[Trombone-l] Acoustics of brass instruments

Richardson, Timothy Mr. DAC USAG Franconia DPW timothy.a.richardson at us.army.mil
Fri Jun 9 00:44:19 CDT 2006


 Out of pure-D nerdyness, I fired up a shareware tone generator last night
and listened.

A square wave sounds like a hair clippers.

A sine wave sounds like a flute.

A triangle wave sounds like a clarinet.

Not that those tones could be mistaken for the actual instruments, of
course, but there is some of the character in there.  

Now I'm wondering what a trio for hair clippers, flute, and clarinet would
sound like.  You'd need a variable frequency drive to change pitch on the
clippers, but these are so common on industrial equipment now that I'm sure
you could get one used for cheap.  I remember what I paid for the first one
I installed in a factory back in 1990, but the last one I put in was less
than 10% of that cost, new.  

-----Original Message-----
From: Richardson, Timothy Mr. DAC USAG Franconia DPW 
Sent: Thursday, June 08, 2006 08:04
To: Daniel Pliskin; TROMBONE-L at server5.samford.edu
Subject: Re: [Trombone-l] Acoustics of brass instruments

Warning***Geek Hat on**********

I think it is possible you've reversed the expansions for square and
triangle.  Think about superimposing sets of sine waves to get something
that looks like a square or triangle.  You're going to need lots more of the
lower harmonics to make it look like a square.  

Now that I think about it, you are right about a square wave sounding a
little "clarinetty."  Most of the shareware tone generators can do sine and
square, and some of the drone tuning CDs are square wave based, so you can
easily hear one.  I don't remember listening to a triangle wave since
engineering school so I no longer have a clue, guess I need to find one.  

However, I did that hairclipper experiment, remember?  Fundamental frequency
was 50 Hz, which the trombone did not amplify.  There was no octave.  But I
could clearly hear a strong octave plus fifth, which would correspond to 150
Hz, the 3rd harmonic.   So I have to think square wave is correct.

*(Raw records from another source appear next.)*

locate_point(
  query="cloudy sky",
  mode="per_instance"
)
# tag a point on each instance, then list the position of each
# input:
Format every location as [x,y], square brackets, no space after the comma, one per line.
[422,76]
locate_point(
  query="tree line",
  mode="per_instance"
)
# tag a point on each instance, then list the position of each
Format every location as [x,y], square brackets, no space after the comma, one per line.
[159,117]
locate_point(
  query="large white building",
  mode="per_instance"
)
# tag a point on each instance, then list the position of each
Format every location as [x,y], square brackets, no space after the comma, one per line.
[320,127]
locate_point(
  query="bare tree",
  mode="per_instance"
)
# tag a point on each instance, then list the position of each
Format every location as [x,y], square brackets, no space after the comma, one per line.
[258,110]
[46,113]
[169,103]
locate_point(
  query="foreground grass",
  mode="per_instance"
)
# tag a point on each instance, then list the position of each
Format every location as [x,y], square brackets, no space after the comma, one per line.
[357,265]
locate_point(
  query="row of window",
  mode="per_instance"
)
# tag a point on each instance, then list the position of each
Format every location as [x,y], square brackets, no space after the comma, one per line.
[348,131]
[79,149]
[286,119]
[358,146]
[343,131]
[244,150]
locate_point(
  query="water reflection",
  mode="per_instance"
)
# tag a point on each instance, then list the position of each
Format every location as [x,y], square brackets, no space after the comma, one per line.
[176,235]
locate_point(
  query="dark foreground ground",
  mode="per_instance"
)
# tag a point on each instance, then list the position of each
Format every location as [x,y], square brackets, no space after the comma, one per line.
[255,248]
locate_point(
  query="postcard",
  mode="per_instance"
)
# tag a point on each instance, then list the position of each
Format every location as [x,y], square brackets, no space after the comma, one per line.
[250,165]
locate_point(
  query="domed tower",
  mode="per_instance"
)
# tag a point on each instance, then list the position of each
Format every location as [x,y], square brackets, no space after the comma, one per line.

********Geek Hat removed*************

Musical story.  I live in a small farm village in central Germany.  The
walls are foot thick stone, I live on a corner with no houses really close;
also most locals pull down rolladens at night.  I have assumed that I could
practise with impunity and probably nobody even knew I played trombone.
However, this Saturday a band assembled outside my window at 5:00 AM, played
one tune, and departed.  I am wondering who I have p.o.'d.  



-----Original Message-----
From: Daniel Pliskin [mailto:daniel_pliskin at hotmail.com]
Sent: Wednesday, June 07, 2006 05:12
To: TROMBONE-L at server5.samford.edu
Subject: Re: [Trombone-l] Acoustics of brass instruments


>We talked about the hairclipper
>buzz recently.  That timbre indicates the waveform is a square wave.  
>We know intellectually a square wave is made up of a fundamental plus 
>odd harmonics, with the 3X frequency at 1/3 amplitude, the 5X at 1/5th,
etc.


My impression of a square wave is more clarinet-like.

A hair clipper may well have only odd harmonics, but it sounds more like a
triangle wave, which also has only odd harmonics, but if I remember
correctly, the expansion is more like:

fundamental/1 +third/3 + fifth/5 +...

Where a square wave is something like:

Fundamental/1 + third/9 + fifth/25 +...

So the triangle wave has considerably more high harmonics.

Of course, there are all sorts of duty cycle alterations, which also
accentuate the higher harmonics.

Some day when I'm really, really, really bored, I'll mike a hair chippers
and check it out on an oscilloscope, for those inquiring minds out there.